Preheat oven to 350 and spray two large cookie sheets with cooking spray.
Put the chocolate in a microwave safe bowl and microwave for 15 seconds. Stir and then repeat until chocolate is half melted. Be sure to stir chocolate in-between cooking time.
Remove the bowl from the microwave and continue stirring until chocolate is completely melted. Set aside to cool for 5 minutes.
In a medium bowl, whisk together the flour, baking soda, salt and cayenne pepper and then set to the side.
If you are using almonds, put them in a small skillet and lightly brown over medium-low heat (about 4 minutes). Then set aside.
In a large bowl, use an electric mixer to combine both sugars and the eggs. Mixture will be thick.
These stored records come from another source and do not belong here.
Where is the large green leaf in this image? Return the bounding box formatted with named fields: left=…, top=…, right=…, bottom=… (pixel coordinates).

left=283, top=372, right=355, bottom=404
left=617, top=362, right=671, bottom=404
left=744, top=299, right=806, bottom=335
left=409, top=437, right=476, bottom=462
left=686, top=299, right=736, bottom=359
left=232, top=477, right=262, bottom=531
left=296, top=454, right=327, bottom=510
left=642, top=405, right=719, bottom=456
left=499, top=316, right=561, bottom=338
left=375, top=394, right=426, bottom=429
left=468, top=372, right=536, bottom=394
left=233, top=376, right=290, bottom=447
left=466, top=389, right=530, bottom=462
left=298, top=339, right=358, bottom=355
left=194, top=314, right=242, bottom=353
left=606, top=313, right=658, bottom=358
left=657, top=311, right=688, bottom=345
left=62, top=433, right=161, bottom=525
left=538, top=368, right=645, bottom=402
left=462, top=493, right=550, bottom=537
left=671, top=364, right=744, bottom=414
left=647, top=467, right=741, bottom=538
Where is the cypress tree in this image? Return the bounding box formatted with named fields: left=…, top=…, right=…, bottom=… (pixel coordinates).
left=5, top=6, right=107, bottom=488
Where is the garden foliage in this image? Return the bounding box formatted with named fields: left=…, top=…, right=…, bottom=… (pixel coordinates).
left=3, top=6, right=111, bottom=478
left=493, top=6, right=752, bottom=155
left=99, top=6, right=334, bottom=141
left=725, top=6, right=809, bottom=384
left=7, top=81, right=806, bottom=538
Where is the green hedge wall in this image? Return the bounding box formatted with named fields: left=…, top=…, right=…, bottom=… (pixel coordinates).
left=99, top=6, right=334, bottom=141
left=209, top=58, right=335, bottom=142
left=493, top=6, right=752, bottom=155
Then mix in melted chocolate and vanilla until smooth.
Using a spoon, stir in the flour mixture until the flour is moistened. Then stir in the almonds.
Drop dough (about a teaspoon full) onto the cookie sheets, spacing them about 2 inches apart.
Bake for about 15 minutes until cookies are firm and slightly puffed.
Cool before serving.
Notes
1 cookie = 2 points. You can also use a cookie press (like we did) to make the cookies a little more decorative. I was out of almonds this time, so I did not put them in. They are optional.